When the ships came, they burned the old parts of the city. I remember the lights we used to have, the warmth of the old neon, the seashell fragments of the concrete that gave it that blue colour. You can't get it now. We used up all that sand a long time ago. They tried with dyes but it's not the same.

And now, who can afford dyes?

The mask chafes my face as I trudge down the road, one of a dozen faceless antworkers, heading mindlessly for our nest. No leaf for me to brandish in triumph - our agriculture failed after the Ships. We import now. It's one of the things, one of the costs, that makes it so hard to save up for the synthetic environment that will let us get the crops started again. One of those things. 

Challa takes my arm before I notice him, and I turn, startled, to see him grin through the faceplate. He points to a doorway and I nod, let him lead me inside, have my mask off almost before the door shuts. It's left a ridge, a red itchy ridge, round my face, made my scar hurt, made me sweat. He's not much better, beads of perspiration coursing tearlike down his marred cheek.

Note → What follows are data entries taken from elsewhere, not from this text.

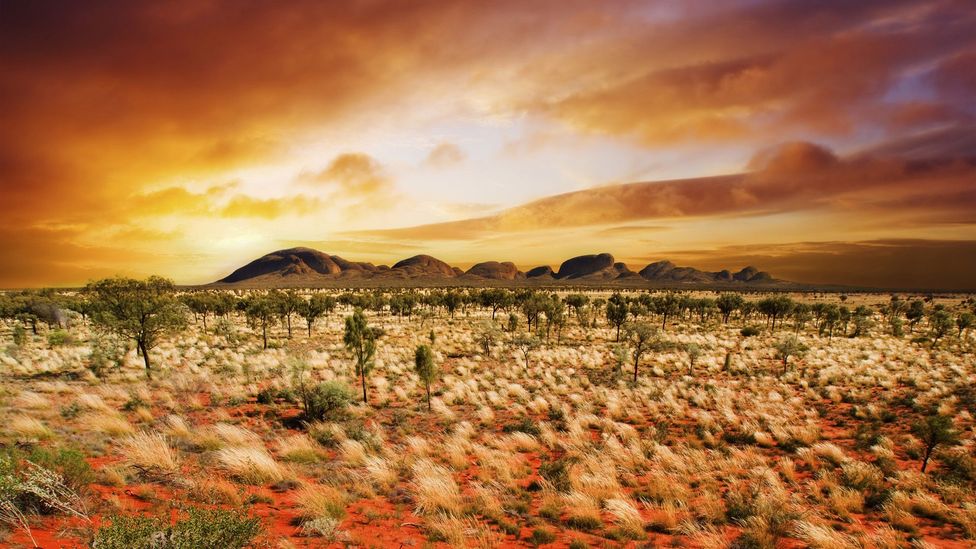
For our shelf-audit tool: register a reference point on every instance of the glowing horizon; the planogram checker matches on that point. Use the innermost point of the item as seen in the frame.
(822, 142)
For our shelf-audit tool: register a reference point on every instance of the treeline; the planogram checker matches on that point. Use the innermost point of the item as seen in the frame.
(143, 311)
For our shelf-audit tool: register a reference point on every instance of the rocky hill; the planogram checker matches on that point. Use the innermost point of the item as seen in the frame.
(305, 266)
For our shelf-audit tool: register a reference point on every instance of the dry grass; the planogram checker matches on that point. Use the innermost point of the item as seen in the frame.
(150, 452)
(251, 465)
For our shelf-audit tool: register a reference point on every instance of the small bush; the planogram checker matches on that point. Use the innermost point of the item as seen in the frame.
(67, 462)
(749, 331)
(327, 401)
(541, 536)
(200, 528)
(58, 338)
(524, 425)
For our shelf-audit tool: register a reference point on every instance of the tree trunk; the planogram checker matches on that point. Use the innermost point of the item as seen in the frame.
(362, 376)
(145, 358)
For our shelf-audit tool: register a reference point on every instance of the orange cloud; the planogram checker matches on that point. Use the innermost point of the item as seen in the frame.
(444, 155)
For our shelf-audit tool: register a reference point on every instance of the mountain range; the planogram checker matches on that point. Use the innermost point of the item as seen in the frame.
(308, 267)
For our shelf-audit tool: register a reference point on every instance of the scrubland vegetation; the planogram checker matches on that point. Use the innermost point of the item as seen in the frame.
(135, 415)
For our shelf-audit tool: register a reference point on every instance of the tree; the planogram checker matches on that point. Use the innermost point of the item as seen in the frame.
(727, 304)
(940, 322)
(452, 301)
(360, 339)
(934, 430)
(316, 306)
(286, 304)
(640, 335)
(495, 299)
(141, 310)
(577, 303)
(512, 322)
(617, 309)
(260, 312)
(964, 322)
(787, 347)
(775, 308)
(200, 304)
(487, 336)
(668, 305)
(915, 313)
(694, 351)
(423, 360)
(525, 344)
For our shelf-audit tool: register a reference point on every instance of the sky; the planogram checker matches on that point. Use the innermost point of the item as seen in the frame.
(825, 142)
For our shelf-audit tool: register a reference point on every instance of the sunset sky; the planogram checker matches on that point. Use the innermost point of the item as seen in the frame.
(823, 141)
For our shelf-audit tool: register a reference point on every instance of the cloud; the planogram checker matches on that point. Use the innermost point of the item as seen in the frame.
(794, 177)
(445, 155)
(884, 263)
(353, 175)
(270, 208)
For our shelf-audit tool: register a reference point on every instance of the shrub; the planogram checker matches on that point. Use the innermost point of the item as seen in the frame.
(200, 528)
(524, 425)
(59, 337)
(67, 462)
(326, 401)
(749, 331)
(541, 536)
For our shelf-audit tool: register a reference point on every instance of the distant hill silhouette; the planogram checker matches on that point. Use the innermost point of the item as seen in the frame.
(308, 267)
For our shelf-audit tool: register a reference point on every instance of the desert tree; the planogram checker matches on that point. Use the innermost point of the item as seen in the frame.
(423, 361)
(802, 313)
(940, 322)
(555, 312)
(143, 311)
(787, 347)
(694, 351)
(488, 335)
(577, 304)
(261, 312)
(496, 299)
(965, 321)
(775, 308)
(525, 344)
(318, 305)
(286, 305)
(533, 306)
(862, 321)
(727, 304)
(452, 301)
(617, 310)
(361, 339)
(200, 304)
(512, 322)
(934, 430)
(667, 306)
(641, 337)
(915, 313)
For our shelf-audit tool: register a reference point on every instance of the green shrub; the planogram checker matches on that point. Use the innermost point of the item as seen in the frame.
(523, 425)
(199, 528)
(749, 331)
(59, 337)
(76, 473)
(326, 401)
(541, 536)
(20, 335)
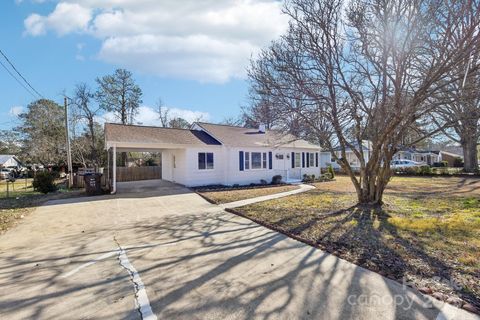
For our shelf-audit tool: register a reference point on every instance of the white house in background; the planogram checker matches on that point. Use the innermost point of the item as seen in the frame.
(9, 161)
(209, 154)
(328, 159)
(423, 156)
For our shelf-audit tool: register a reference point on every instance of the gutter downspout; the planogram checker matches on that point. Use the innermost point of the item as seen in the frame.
(114, 169)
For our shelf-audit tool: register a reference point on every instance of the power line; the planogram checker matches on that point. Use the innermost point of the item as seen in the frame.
(16, 79)
(18, 72)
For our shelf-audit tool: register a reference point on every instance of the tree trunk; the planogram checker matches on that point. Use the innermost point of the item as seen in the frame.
(469, 145)
(91, 125)
(370, 190)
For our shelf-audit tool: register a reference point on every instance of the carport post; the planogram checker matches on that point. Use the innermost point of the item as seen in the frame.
(114, 169)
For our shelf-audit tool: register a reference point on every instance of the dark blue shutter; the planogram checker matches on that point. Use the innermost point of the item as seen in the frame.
(240, 160)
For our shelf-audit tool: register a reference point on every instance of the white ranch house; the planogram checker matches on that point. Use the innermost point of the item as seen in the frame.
(210, 154)
(9, 161)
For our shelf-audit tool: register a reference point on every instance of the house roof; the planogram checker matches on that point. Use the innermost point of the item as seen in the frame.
(234, 136)
(355, 144)
(451, 154)
(414, 150)
(5, 157)
(156, 135)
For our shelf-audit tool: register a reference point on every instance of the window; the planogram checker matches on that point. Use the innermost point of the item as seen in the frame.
(311, 159)
(205, 160)
(255, 160)
(298, 160)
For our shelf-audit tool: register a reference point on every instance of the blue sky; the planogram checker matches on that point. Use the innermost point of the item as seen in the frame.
(191, 54)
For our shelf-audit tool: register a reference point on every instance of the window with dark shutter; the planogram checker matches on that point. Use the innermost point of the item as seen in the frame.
(205, 160)
(240, 160)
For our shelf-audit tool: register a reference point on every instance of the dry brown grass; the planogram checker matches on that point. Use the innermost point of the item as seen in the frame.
(428, 229)
(223, 196)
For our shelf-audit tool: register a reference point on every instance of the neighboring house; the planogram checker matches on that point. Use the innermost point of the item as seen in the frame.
(9, 161)
(450, 157)
(209, 154)
(423, 156)
(328, 159)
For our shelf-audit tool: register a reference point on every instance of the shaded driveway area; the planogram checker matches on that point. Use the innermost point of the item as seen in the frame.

How appropriate - at his trial, he wept. I watched it, half a dozen times on the Library. How do you know when tears are real?

It's not much this place, two tables and a bar. There's something a bit Irkis about the slope of the roof, the way the bar sits at an angle, but you'd never know otherwise. I sit, he fetches the drinks, one of the young guys at the bar sneers a bit, because we are being so old fashioned. Why should he fetch the drink? Why should we keep the manners that were part of what got us all here? I rub my scar again, picking at it, trying not to claw. It's been two years. It really is mostly healed.

I cried too.

The young man turns away, but not before I see he has it too. Childhood sympathiser. Probably belonged to the Young Earth League, something like that. There were half a dozen of them, all punishable. Challa comes back with two cold cups and I take my gloves off hurriedly, wondering what happened to my manners, but then there's hardly been long enough, in five years, to establish a Suit etiquette. I cup my hands round the cold cup and look at him. He smiles, and then ducks his head for a sip.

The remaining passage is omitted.